Try Dot Nebel. I think that's more like a blue at most resorts. There are a few others you can sorta walk up to and take a look down and judge yourself but that one is a lil more manageable.


----------



## junglecat1971 (Jan 14, 2008)

cifex said:


> even the pros do it sometimes.


When, like when Jeremy Jones is doin an initial drop into 55 degree wind blown, rock exposed couloir?


----------



## nerve (Feb 14, 2008)

I've been riding many of the larger mountains (Mt Snow, Okemo, Killington, Stratton) for over 10 years and a few times a year I hit the smaller mountains (Windham, Hunter and Mountain Creek). This year was the first time I decided to try Belleayre.. 

My opinion is as follows:

I thought the mountain was rather small, not tiny, but still small. It may have felt larger than Hunter if you rode the one trail from one side all the way down two the lower base. Getting up to the top is a pain. a VERY large pain as getting to the lifts are all over the second base of the mountain. They all run across and its not easy for most snowboarders to just unstrap and peddle all the way across. I wasn't happy with the amount of peddling I had to do. The mountain has some nice trails and most of the east side (right side on the trailmap) ones aren't crowded with people, but you are limited. I took a friend of mine who started boarding at a bunch of smaller ones (Camelbak, Creek and Belleayre) to something like Okemo and Mt Snow and he was simply amazed by the size and quality difference in the mountains. I feel once a ride has gotten to a certain plateau they will need to move up to a larger mountain to increase their ability to ride dynamic trails.

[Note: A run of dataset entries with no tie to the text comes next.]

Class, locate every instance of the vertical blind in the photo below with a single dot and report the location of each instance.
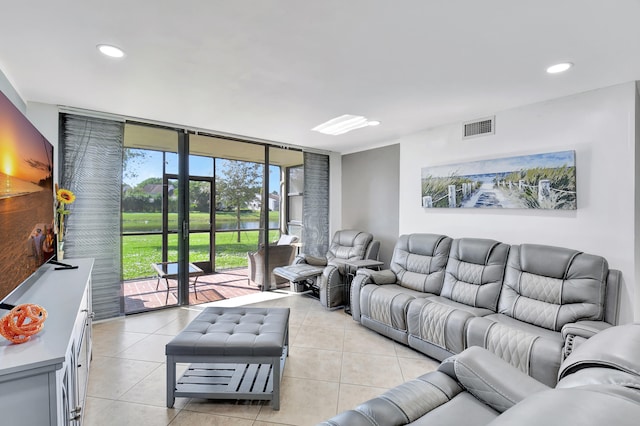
(315, 210)
(91, 167)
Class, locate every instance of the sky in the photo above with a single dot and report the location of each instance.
(198, 166)
(499, 165)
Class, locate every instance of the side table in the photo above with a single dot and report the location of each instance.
(351, 268)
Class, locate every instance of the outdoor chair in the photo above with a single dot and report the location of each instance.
(280, 254)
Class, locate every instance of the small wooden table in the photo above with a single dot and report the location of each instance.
(169, 271)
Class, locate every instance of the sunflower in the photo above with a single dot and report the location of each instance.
(65, 196)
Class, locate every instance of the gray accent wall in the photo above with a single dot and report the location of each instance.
(315, 209)
(370, 183)
(91, 157)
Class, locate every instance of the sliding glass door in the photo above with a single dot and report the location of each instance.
(193, 200)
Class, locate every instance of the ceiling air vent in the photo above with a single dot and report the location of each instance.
(484, 126)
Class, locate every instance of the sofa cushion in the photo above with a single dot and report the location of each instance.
(474, 272)
(534, 350)
(442, 325)
(349, 244)
(584, 406)
(387, 304)
(419, 261)
(552, 286)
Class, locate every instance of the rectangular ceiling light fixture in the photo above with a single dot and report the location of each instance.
(343, 124)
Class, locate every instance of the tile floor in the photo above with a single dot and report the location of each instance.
(334, 364)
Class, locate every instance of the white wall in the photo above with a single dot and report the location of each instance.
(335, 193)
(370, 181)
(10, 92)
(599, 125)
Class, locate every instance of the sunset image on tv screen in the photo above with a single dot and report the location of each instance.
(26, 198)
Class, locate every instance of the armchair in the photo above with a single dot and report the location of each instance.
(280, 254)
(346, 245)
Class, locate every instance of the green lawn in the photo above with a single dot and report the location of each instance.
(139, 251)
(152, 222)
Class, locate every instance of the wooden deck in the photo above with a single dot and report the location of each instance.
(140, 295)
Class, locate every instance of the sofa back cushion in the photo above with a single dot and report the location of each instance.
(419, 261)
(552, 286)
(475, 271)
(349, 244)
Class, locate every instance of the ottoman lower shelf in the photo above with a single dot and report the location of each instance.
(234, 353)
(230, 381)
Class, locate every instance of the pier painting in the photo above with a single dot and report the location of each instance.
(538, 181)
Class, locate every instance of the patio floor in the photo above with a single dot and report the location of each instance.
(140, 295)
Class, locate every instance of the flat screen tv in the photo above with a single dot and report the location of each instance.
(27, 237)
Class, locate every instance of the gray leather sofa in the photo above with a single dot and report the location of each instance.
(346, 245)
(529, 304)
(599, 384)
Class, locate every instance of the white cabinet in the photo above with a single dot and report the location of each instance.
(44, 381)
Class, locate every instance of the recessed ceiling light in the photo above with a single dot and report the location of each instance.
(111, 51)
(343, 124)
(562, 67)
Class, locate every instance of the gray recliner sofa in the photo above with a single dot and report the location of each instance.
(599, 384)
(529, 304)
(346, 245)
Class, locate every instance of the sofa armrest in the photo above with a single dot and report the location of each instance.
(403, 404)
(386, 276)
(585, 329)
(575, 333)
(490, 379)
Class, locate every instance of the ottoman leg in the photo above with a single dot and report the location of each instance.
(275, 401)
(171, 381)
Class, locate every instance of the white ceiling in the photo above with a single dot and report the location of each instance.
(273, 69)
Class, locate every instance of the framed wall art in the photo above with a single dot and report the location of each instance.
(538, 181)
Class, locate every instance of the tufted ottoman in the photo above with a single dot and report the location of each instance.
(235, 353)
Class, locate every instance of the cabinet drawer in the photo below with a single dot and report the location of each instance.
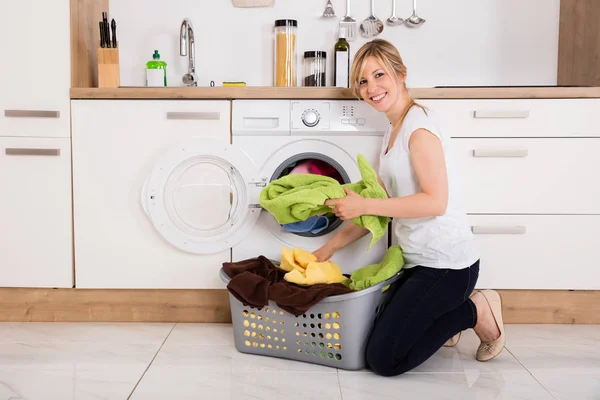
(35, 74)
(35, 210)
(519, 117)
(529, 176)
(171, 118)
(538, 251)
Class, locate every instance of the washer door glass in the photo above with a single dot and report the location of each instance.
(199, 196)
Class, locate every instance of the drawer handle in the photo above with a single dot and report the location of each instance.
(31, 152)
(31, 114)
(501, 114)
(198, 116)
(498, 230)
(500, 153)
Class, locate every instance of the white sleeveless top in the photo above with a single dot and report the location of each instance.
(441, 241)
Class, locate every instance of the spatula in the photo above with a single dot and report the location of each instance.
(372, 26)
(349, 24)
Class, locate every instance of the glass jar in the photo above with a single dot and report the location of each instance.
(315, 63)
(285, 52)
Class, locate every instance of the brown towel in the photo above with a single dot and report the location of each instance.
(256, 281)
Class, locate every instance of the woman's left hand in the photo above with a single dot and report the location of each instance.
(349, 207)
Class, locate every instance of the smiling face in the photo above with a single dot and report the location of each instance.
(378, 87)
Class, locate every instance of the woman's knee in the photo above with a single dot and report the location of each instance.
(381, 359)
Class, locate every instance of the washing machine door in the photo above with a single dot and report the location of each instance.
(203, 195)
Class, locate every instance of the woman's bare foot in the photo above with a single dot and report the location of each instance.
(486, 327)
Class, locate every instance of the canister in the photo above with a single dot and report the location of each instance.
(315, 63)
(285, 52)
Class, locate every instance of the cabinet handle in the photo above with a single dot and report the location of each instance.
(31, 152)
(498, 230)
(204, 116)
(31, 114)
(500, 152)
(501, 114)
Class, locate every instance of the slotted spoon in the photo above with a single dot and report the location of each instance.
(328, 13)
(393, 20)
(349, 24)
(372, 26)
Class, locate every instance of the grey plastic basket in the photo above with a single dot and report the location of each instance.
(333, 332)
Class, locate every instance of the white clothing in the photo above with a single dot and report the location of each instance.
(441, 241)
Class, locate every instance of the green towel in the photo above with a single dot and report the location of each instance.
(297, 197)
(371, 275)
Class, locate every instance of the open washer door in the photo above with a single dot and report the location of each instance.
(202, 195)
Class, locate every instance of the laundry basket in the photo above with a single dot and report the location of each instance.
(333, 332)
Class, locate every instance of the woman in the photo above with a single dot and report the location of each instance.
(432, 304)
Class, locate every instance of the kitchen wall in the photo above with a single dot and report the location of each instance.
(463, 42)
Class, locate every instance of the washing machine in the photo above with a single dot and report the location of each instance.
(279, 135)
(164, 196)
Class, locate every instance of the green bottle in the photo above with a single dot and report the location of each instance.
(156, 71)
(341, 70)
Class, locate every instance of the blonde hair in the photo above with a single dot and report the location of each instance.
(388, 56)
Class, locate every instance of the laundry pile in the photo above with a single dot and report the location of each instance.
(304, 269)
(317, 223)
(300, 281)
(297, 197)
(371, 275)
(256, 281)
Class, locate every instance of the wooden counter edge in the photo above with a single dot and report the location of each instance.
(328, 93)
(212, 305)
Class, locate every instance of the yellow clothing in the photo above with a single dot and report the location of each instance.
(303, 268)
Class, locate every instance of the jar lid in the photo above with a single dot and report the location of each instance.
(286, 22)
(313, 54)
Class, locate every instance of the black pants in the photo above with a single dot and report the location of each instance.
(430, 306)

In reality. I wasn't all that pleased with Belleayre. I think its better than most of the PA mountains but definitely not better than Windham. All I can say is as an experienced rider I wouldn't go back there unless they gave me my free birthday lift ticket or unless i was taking some new riders to learn.

Stay off the lower half of the mountain as its SUPER crowded. Also the lifts are shitty as hell as they come at 20MPH around the corner to try and sweep you with limited padding. The day I went I saw atleast 4-5 people fall off the lifts. One woman was carried like 4-5ft off the floor and she had to let go and fell on ice. Granted its mostly her fault but I will say that the lifts come in a bit too fast. As for getting off them the newbie snowboarders will be rolling off those things if they haven't learned to ride one footed/stomp pad.


----------